Nous avons rencontré Alberto une nuit à Trinidad. L’homme jouait seul sous une tonnelle faite de guirlandes, de cannettes vides que le vent marin faisait sonner doucement. L’agilité de ses doigts, la souplesse du toucher et la variété des timbres combinés de manière inattendue, burlesque parfois, nous impressionna. La séance dura une ou deux heures, je ne sais plus. Alberto était silencieux sous sa casquette de cuir et les deux tambours meuglaient dans la nuit comme un couple de fauves amoureux. Son jeu tranquille et sans effet avait pourtant quelque chose de minimal, d’impressionnant. Il n’utilisait que ses paumes qu’il a dures comme des bottes, ses doigts et ses ongles longs, sans accessoire, sans faire appel aux avant-bras ou aux compressions de la peau pour produire de spectaculaires glissandos. Chaque proposition rythmique d’une voix était contredite par une improvisation fulgurante sur l’autre tambour, que le premier contestait à l’instant, de telle sorte que le jeu d’Alberto donnait l’impression d’un dialogue de tambours, d’un mano a mano. L’homme ne disait rien et faisait parler ses instruments comme un marionnettiste. Plus tard, dans le silence de la nuit, s’abandonnant peut-être, ce type timide se mit à fredonner un air, d’abord par onomatopées, puis, dans un murmure articulé, sur le roulement aquatique des peaux blondes. «Besa me, besa me mucho...» La chanson dura longtemps, interrompue par les coups syncopés de ses mains heurtant le bord des fûts, ou par les trilles de ses ongles en «machine à écrire». La voix d’Alberto venait de loin, comme un souffle au fond de lui et c’était comme le cri rauque d’un chaman, un chant profond accordé à celui du cuir tendu au feu, et qu’il faisait vibrer sous ses doigts agiles. Je n’avais jamais entendu une telle version du standard latino. Alberto chantait pour lui, délicatement, ou peut-être pour les deux hauts bongos sauvages, enfin domptés à sa main, et qu’il caressait serrés dociles entre ses jambes...

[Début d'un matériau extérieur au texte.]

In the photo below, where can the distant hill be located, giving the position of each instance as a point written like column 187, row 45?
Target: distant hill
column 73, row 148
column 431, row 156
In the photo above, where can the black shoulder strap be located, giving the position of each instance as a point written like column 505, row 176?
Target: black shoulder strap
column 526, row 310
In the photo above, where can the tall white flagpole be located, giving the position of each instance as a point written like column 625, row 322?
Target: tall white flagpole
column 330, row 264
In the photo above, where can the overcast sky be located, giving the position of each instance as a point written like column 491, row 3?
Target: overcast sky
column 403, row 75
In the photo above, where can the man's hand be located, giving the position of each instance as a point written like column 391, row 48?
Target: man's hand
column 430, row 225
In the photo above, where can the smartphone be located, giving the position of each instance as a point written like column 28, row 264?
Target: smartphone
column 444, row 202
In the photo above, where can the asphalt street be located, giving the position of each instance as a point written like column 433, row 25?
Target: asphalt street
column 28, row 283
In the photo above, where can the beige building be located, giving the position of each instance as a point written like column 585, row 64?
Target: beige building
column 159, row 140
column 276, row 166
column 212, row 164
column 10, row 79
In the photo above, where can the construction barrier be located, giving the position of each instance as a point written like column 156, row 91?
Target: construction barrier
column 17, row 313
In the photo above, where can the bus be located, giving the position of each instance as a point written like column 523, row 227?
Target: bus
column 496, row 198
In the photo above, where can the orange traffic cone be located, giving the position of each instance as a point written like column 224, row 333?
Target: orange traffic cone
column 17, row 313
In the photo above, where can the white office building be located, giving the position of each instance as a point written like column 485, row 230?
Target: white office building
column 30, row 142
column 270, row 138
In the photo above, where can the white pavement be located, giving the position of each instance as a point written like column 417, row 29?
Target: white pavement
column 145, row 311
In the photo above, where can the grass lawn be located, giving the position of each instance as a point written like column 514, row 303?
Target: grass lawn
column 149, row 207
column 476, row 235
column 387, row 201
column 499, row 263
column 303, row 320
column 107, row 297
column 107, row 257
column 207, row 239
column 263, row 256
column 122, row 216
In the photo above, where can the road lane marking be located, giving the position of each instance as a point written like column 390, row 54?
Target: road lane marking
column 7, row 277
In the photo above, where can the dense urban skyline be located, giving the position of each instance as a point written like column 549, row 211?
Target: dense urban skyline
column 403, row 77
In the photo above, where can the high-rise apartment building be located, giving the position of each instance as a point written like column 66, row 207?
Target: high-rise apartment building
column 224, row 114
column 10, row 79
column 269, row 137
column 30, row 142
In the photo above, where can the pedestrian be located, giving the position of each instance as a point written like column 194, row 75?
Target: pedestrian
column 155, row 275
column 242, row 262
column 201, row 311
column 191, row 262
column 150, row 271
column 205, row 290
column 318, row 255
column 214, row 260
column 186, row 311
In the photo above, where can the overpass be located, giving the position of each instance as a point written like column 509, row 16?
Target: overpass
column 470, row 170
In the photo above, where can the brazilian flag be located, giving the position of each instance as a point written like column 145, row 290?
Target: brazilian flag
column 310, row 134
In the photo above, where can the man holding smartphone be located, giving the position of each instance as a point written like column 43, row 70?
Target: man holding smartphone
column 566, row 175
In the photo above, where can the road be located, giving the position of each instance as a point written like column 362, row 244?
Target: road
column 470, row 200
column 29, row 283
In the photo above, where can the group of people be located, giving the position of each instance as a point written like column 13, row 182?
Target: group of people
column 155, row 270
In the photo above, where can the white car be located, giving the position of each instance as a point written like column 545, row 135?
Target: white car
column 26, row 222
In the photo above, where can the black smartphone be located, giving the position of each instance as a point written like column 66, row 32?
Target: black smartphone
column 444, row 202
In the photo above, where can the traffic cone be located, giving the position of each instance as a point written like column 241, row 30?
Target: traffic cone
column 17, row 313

L’homme était pour ainsi dire impénétrable. De lui, nous ne saurons que peu de choses. Sa vie de célibataire dans une petite bicoque en bas de la ville mauve. Les animations quotidiennes dans un des seuls bars de Trinidad. Sa réputation de grand percussionniste solitaire et rebelle. Il aurait toujours refusé les propositions d’engagements à La Havane, de tournées à l’étranger, de disques. Tout cela ne l’intéressait pas. Sa timidité maladive et sa maladresse n’avaient d’égales que sa maîtrise aux tambours et la subtilité magique de son jeu. Le grand percussionniste Tata Güines considère Alberto comme un maître et, certes, l’homme est sans doute un des meilleurs sonneurs mystiques de l’île. Mais c’est un campagnard fruste, austère comme les paysans des montagnes desséchées, religieux et marqué par la Santeria qui règle la vie dans ces terres anciennes. Chez lui, le sacré l’emporte sur toute ambition et l’esprit du tambour s’enracine loin dans la terre rouge d’Afrique. Lors du tournage à Trinidad, il était là chaque soir, dans la grande cour ou sous la tonnelle aux cannettes rouillées. Ses amis musiciens le rejoignaient pour des petits concerts entre copains. Sans public, autour d’une bouteille de rhum qui tournait de main en main, il reprenait souvent les vieux airs du feeling à la mode dans les années 70. Gallo fut vite intégré à la compagnie des buveurs silencieux. Tout était très lent et très calme. A la tombée du soir, Alberto Pablo, comme un génie lunaire, imposait naturellement cette tranquillité et cette assurance sans limite.